11Au terme des deux années d’analyse des données recueillies, soit en 2013 et 2014, L. Godmer et G. Marrel assistent à l’élection de l’actrice principale de leur enquête à la mairie d’une grande ville de province. Tout en précisant, dans l’épilogue de l’ouvrage, que « rien, dans l’agenda, ne pouvait laisser présager une telle victoire », les auteurs l’attribuent à un « discret travail politique de long terme dont [l’enquête] livre un certain nombre de clefs » (p. 222). D’où la nécessité ressentie au moment de la publication de révéler l’identité de l’élue. C’est l’une des conclusions intéressantes de l’enquête que de s’éclairer in fine au regard d’un événement inattendu. La trajectoire politique ascendante de l’élue étudiée n’avait pas été anticipée, elle a pu être rétrospectivement repérée par l’étude fine de son agenda. L’autre grand constat sur lequel nous souhaitons insister concerne l’empiétement massif du temps politique sur le temps personnel. Tout dans l’observation effectuée en témoigne : la vie privée de l’élue est imprégnée de son rôle public, une fusion qui renforce « l’intensité d’un emploi du temps efficace, vécu comme un continuum, un espace-temps homogène dédié à la réussite politique, sans réelle rupture, où les sas de décompression sont intégrés au projet politique » (p. 112). Nulle trace dans l’agenda du temps que l’élue consacre, chaque matin, à sa présentation physique et à la préparation de sa journée (informations radiophoniques, relecture des dossiers, envois de sms, etc.), pas plus que de celui qu’elle passe, en fin de journée, à la communication politique (gérer sa page Facebook, alimenter son blog). Le temps des week-ends n’est pas non plus intégralement répertorié. Aux cérémonies et événements dûment programmés s’ajoutent le travail dominical et les sorties en ville ; faire ses courses ou aller chez le coiffeur, c’est également se montrer et « attester une présence physique du territoire partagée […] avec les concitoyens […] qui sont aussi des électeurs » (p. 113). Le travail politique remplit ainsi l’existence de l’élue, au point que sa maison semble peu occupée, ajoutent les auteurs de l’enquête.

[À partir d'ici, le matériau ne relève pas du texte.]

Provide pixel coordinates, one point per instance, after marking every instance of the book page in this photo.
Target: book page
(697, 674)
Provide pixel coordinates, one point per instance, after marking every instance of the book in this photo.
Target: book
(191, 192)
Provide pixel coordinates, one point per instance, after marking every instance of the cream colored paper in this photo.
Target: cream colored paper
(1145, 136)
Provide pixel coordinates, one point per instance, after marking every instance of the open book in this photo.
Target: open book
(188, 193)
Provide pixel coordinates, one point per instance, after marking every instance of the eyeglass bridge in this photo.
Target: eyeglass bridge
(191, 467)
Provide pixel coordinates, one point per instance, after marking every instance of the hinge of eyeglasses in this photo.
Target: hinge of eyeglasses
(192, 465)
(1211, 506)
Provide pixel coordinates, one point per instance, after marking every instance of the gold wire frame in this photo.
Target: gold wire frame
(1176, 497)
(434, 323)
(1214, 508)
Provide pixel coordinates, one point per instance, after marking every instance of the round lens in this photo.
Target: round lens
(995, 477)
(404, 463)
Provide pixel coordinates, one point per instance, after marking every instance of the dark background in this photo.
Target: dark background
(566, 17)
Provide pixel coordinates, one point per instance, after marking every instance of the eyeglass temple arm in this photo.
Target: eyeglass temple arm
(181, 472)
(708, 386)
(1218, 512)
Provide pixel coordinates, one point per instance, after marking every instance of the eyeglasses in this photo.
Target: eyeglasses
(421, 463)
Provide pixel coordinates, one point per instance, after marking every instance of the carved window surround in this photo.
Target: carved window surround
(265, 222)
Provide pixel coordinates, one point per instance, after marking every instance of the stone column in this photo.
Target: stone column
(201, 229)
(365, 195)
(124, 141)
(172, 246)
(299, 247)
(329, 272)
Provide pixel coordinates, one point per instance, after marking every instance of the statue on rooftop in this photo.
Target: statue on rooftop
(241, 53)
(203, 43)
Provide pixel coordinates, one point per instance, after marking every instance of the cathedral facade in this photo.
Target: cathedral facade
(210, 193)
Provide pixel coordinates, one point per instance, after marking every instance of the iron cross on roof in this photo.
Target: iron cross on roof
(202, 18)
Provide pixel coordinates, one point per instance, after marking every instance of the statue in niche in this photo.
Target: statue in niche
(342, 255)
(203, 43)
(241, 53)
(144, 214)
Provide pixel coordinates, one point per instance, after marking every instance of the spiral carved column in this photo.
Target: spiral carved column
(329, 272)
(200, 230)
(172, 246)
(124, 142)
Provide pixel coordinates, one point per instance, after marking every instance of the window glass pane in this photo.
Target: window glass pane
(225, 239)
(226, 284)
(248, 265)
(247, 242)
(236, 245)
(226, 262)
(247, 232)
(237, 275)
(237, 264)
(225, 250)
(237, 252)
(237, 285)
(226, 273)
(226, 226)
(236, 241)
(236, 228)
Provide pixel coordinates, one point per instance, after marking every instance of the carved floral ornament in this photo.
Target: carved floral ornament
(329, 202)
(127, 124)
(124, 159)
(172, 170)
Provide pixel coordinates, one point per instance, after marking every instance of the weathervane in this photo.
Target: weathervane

12Nous rencontrons là ce qui nous semble être le point aveugle de l’analyse. L’élue choisie n’est pas n’importe quel type de femme. Elle est célibataire, sans enfant, vit seule et « n’affiche publiquement aucune relation de concubinage ». De ce fait, les moments passés dans l’intimité du domicile et les activités non professionnelles s’avèrent d’une grande porosité : on voit bien comment, en l’absence de contraintes et d’attentes conjugales ou familiales, les (pré)occupations de la vie politique peuvent infuser, voire imprégner, la vie privée de l’élue. Il ne nous paraît pas exagéré d’émettre l’hypothèse d’un biais assez fort jouant en faveur du constat de la densité du travail politique. L. Godmer et G. Marrel ne semblent pas en prendre conscience, insistant même sur la dimension ordinaire de l’élue. Peut-on vraiment faire ce constat à propos d’une femme jeune sans aucun engagement de famille ni même de couple ? C’est tout à l’inverse, nous semble-t-il, un profil bien particulier qui, s’il n’est pas rare dans le champ politique, mérite d’être considéré dans sa spécificité. La renonciation à toute vie privée constitue en effet une des stratégies possibles développées par les femmes lorsqu’elles décident de s’engager en politique. Lors de l’enquête que nous avons menée en 2012 auprès d’une soixantaine d’élues des échelons locaux et nationaux, nous avons pu mettre en évidence quatre types de femme politique correspondant à quatre réponses apportées à la question de l’articulation des dimensions privées (affective et familiale), sociales (exercice d’un métier ou d’une activité au sein de la société civile) et publiques (militantisme et mandat) de l’existence (ces résultats sont disponibles sous la forme d’un docu-fiction accessible sur le site danslajungle.com et feront l’objet d’une prochaine publication sous le titre « Femme politique : le dilemme privé-public »). Celle que nous appelons l’Amazone correspond très exactement au profil de l’élue suivie et étudiée par les auteurs de La politique au quotidien : entre la trentaine et la quarantaine, elle s’est engagée précocement en politique pour ensuite dédier toute sa vie à la politique, au sacrifice de sa vie privée ; à force de travail et d’implication, elle a réussi à obtenir un mandat électif gratifiant, elle est fière de ce parcours et revendique une réussite qu’elle considère comme étant un peu exceptionnelle pour une femme.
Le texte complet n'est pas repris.